What does the system prompt that steers the model look like?
It is defined immediately after the TOOLS array, also in agent.ts, about sixty lines. It tells the model to always call snapshot first, to use ref identifiers over text matching, to call snapshot again after any action fails, and to prefer wait_for_stable over fixed sleeps when the page is still rendering. It also contains a few dozen lines of very specific edge case guidance, including a literal JavaScript expression the model pastes verbatim into evaluate() when it encounters split-digit OTP inputs. Because it is in the source, you can read it, disagree with it, and submit changes.
Can I self-host Assrt, or does it have to call a cloud control plane?
The MCP server is a plain Node.js process you run locally. It does not phone home. The only outbound call during a test is to api.anthropic.com (or generativelanguage.googleapis.com if you pick Gemini) to talk to the model. Browser automation runs on your machine through a local Playwright, so the agent can hit localhost URLs your dev server is serving without tunnels, VPNs, or public exposure. Test results and scenarios sit on your disk under /tmp/assrt.
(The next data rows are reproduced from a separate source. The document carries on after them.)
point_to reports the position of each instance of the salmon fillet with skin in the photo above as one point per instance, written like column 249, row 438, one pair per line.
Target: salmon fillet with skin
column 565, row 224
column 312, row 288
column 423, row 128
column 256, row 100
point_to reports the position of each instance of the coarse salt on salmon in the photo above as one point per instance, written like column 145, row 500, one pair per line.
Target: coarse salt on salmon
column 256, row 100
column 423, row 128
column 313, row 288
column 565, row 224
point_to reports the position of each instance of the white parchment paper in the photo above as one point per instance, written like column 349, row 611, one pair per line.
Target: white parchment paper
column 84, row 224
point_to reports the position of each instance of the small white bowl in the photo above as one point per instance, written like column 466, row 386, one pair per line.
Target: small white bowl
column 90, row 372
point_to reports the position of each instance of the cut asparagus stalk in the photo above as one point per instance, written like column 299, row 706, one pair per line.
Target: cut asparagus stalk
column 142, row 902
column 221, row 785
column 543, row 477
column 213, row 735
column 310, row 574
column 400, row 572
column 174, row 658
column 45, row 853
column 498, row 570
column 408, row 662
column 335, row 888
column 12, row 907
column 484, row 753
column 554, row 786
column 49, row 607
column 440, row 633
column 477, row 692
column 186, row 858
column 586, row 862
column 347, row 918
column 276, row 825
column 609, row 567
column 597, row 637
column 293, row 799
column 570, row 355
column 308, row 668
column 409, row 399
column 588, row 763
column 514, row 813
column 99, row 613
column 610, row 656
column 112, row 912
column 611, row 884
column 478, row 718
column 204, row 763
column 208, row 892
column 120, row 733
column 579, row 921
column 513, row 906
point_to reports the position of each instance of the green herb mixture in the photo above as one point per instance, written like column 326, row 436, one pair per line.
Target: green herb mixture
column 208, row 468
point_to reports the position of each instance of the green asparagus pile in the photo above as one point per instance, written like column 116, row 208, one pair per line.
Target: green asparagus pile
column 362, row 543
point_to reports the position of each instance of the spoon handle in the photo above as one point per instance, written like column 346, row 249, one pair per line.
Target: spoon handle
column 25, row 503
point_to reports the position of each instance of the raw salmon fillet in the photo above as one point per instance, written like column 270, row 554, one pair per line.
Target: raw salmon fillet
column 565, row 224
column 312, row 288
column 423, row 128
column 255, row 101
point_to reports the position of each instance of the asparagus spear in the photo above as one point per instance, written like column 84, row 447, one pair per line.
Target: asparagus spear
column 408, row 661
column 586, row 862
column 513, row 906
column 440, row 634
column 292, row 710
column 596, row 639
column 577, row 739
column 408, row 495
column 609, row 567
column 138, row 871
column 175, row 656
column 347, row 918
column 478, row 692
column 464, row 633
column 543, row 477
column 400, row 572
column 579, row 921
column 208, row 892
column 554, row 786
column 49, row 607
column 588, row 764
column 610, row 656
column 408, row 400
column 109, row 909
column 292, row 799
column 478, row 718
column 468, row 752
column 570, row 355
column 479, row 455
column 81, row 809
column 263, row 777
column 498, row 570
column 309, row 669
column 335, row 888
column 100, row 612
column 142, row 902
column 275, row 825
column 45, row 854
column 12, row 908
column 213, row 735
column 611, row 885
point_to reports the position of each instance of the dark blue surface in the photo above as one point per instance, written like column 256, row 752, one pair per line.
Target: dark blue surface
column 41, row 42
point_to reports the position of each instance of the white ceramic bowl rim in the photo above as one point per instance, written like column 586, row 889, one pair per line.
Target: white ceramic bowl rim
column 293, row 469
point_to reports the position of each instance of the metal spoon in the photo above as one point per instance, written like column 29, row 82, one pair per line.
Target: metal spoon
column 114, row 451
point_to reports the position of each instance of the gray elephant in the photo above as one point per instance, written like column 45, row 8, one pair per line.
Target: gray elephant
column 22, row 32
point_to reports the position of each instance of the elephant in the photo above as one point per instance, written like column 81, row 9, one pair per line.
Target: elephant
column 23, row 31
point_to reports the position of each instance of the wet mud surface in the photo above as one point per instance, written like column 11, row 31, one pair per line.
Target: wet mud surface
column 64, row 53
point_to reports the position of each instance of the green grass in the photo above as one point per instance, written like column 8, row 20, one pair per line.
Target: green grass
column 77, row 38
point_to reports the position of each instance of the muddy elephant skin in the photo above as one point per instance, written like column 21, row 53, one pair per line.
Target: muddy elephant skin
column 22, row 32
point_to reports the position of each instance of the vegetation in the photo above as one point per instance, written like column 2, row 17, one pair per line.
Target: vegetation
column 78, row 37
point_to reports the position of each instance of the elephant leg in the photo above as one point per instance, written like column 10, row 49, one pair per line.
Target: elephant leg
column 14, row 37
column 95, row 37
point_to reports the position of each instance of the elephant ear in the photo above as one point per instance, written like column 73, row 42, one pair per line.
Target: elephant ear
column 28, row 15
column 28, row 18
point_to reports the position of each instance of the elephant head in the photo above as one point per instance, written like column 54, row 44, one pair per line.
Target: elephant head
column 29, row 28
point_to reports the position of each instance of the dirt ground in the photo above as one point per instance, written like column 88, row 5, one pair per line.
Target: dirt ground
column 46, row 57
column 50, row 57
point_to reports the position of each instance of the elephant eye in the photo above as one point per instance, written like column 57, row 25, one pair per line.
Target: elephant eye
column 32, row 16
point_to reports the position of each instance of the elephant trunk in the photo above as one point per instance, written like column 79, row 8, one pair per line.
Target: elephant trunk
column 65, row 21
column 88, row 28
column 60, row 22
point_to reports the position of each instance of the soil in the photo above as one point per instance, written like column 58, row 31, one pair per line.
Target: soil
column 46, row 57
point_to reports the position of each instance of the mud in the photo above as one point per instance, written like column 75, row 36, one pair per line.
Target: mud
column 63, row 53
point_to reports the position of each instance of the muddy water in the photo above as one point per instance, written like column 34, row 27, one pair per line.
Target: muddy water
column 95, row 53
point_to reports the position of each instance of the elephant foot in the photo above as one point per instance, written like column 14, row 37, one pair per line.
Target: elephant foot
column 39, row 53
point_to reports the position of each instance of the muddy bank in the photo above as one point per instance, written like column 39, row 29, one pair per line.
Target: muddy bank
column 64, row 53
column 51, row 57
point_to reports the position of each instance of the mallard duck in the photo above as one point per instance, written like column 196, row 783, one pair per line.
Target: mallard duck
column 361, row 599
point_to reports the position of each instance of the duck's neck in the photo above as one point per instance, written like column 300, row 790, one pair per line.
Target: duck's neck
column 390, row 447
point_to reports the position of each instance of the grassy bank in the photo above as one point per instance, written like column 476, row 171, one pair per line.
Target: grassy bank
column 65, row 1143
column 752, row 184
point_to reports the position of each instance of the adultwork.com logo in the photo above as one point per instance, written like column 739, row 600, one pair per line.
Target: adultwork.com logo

There is also an optional cloud sync to Firestore for teams that want a shared dashboard, controlled by an environment flag and off by default.
Is Assrt actually free, and where is the source?
The MCP package is MIT licensed and available at npm install assrt-mcp. The full source, including agent.ts with all the line numbers referenced above, is at github.com/assrt-ai/assrt-mcp. Your only running cost is the Anthropic invoice for Haiku tokens consumed during test runs, which in practice is a rounding error next to any team's existing LLM spend. There is no seat fee, no build quota, no flaky test surcharge, no enterprise tier.